How to reduce risks in Forex trading?

      Forex trading involves a certain degree of risk. Only by consciously managing your capital you can save money from loss, reduce risk and make a profit. Financial consultants recommend basic ways of reducing risks in trading:
      - Investments should not exceed half of the capital. Traders are advised to keep some capital in reserve to be able to use it in unusual situations and for further efficient use.
      - Invest no more than 15% of total capital in any one position. This approach allows you to protect yourself from big losses on one deals at the expense of profits on other ones.
      - Open new positions only if the market situation is predictable. Trade in the direction of the trend, the opposite direction is risky.
      - It is advisable to risk less than 5% of the investment amount. This principle allows you to protect yourself from huge losses.
      - Diversify your investment portfolio. Be reasonable and prudent in doing so, keeping a balance and not spreading funds out in multiple directions.
      - Use a Stop Loss. These orders allow you to fix losses and protect yourself from losses due to adverse price movements. In this case the technical means come to the rescue, which simply close the position at the moment "X" if "the market went the wrong way". Traders, especially beginners, often feel sorry for closing a losing trade. They take more and more losses, depriving themselves of maneuvering power, and more often than not, they lose their account completely. It is advisable to place orders right after the price, moving them gradually to the breakeven zone.
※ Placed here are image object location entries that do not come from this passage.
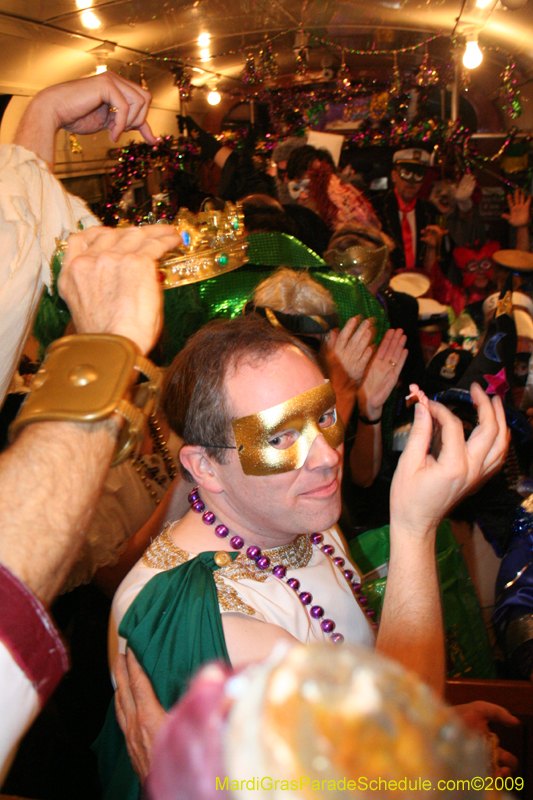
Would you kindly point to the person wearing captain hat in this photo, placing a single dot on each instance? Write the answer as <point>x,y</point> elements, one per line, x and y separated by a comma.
<point>408,219</point>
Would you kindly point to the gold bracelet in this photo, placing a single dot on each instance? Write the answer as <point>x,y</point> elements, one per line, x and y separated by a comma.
<point>88,378</point>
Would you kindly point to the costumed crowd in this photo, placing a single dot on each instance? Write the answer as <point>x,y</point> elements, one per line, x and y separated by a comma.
<point>283,446</point>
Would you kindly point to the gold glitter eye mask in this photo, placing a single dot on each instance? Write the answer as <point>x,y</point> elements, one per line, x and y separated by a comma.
<point>301,417</point>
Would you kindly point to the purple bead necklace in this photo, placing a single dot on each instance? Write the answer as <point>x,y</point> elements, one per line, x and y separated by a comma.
<point>279,570</point>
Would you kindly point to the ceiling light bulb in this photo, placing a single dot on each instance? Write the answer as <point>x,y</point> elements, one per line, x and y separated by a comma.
<point>90,20</point>
<point>473,56</point>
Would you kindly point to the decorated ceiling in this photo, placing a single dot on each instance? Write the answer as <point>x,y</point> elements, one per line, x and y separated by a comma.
<point>252,44</point>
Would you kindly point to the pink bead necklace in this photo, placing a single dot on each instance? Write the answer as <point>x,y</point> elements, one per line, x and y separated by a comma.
<point>254,553</point>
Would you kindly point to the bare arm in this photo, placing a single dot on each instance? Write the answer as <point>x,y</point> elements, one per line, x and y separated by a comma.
<point>173,506</point>
<point>380,379</point>
<point>84,106</point>
<point>347,356</point>
<point>50,477</point>
<point>424,489</point>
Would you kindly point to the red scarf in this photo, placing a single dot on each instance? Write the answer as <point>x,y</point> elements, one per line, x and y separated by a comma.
<point>407,233</point>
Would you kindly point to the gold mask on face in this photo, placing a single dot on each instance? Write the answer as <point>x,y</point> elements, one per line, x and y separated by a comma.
<point>279,438</point>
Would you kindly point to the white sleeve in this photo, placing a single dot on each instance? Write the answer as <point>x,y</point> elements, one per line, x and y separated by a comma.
<point>35,210</point>
<point>19,705</point>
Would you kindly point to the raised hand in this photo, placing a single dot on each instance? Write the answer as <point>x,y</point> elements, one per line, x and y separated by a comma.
<point>139,712</point>
<point>477,716</point>
<point>350,349</point>
<point>382,374</point>
<point>103,101</point>
<point>87,105</point>
<point>432,235</point>
<point>426,487</point>
<point>110,284</point>
<point>518,215</point>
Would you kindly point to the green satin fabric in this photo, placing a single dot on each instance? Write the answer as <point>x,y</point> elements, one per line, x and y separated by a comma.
<point>173,626</point>
<point>187,308</point>
<point>468,650</point>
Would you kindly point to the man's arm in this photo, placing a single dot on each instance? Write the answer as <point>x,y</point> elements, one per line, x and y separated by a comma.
<point>50,478</point>
<point>380,379</point>
<point>424,489</point>
<point>84,106</point>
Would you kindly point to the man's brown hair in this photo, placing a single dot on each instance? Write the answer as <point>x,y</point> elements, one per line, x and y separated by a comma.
<point>194,397</point>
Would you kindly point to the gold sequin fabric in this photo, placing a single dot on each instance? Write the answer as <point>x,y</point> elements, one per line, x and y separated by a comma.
<point>164,554</point>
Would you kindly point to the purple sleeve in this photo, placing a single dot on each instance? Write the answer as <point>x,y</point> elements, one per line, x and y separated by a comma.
<point>30,635</point>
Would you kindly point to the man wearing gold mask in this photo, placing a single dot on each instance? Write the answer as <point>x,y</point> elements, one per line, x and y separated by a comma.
<point>257,559</point>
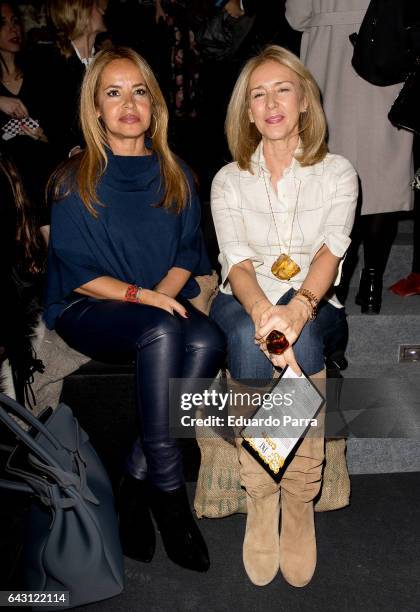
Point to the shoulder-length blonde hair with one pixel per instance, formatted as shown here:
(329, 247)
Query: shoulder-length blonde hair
(71, 19)
(92, 162)
(242, 135)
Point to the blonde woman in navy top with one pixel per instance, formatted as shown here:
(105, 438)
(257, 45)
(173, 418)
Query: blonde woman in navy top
(124, 245)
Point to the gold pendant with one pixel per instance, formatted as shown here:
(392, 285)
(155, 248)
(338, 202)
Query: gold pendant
(284, 267)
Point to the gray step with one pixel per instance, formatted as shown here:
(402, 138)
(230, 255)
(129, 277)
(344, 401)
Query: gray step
(382, 456)
(376, 339)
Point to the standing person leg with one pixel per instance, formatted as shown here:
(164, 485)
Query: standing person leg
(378, 231)
(116, 332)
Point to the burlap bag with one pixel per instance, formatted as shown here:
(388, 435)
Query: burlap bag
(219, 494)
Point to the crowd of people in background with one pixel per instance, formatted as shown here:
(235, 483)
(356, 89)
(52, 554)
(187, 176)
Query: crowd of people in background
(196, 48)
(103, 254)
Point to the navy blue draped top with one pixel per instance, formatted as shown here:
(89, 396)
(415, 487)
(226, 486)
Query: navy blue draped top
(132, 239)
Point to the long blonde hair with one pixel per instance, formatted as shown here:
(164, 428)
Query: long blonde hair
(92, 161)
(242, 135)
(70, 18)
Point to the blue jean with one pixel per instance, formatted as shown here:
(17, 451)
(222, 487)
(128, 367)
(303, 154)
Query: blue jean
(247, 361)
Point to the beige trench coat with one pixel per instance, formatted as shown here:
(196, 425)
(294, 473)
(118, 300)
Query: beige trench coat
(356, 111)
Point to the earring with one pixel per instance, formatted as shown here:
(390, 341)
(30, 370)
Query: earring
(155, 130)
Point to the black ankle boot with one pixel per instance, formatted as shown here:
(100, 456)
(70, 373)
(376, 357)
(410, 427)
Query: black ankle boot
(181, 537)
(369, 296)
(137, 531)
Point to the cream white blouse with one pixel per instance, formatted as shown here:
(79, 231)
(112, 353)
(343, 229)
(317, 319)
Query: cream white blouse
(314, 205)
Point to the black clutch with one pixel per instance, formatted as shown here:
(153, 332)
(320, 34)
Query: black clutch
(404, 112)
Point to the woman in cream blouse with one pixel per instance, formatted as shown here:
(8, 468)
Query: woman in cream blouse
(283, 195)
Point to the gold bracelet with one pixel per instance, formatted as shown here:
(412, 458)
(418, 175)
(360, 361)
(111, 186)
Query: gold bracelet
(255, 303)
(305, 303)
(312, 300)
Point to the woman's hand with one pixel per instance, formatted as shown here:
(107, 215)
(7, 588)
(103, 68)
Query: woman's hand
(13, 107)
(289, 319)
(35, 133)
(160, 300)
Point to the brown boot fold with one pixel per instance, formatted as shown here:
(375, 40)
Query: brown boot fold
(297, 540)
(261, 542)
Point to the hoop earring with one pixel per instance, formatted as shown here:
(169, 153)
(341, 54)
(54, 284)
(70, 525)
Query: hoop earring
(155, 130)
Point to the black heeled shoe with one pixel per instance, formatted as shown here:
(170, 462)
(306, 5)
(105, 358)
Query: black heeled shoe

      - Determine a profit/loss ratio in advance. They need to be balanced out in order to reduce your losses during an unfavorable market development. If you cannot achieve a favorable ratio, you should not open a trade.
      - Work on several trading assets at the same time. Some open short-term and limit themselves to stop orders executed when a specified level is reached. Stop orders for trend positions are placed for a longer period. The position is maintained if price movements are insignificant.
      If the trade develops negatively, the trader can fall into the "credit pit". Most often it is caused by high leverage provided by the broker. This option is very risky and rejecting it is one of the first ways of avoiding huge losses. Increasing leverage increases the risk of large losses, even if the trend change is minor.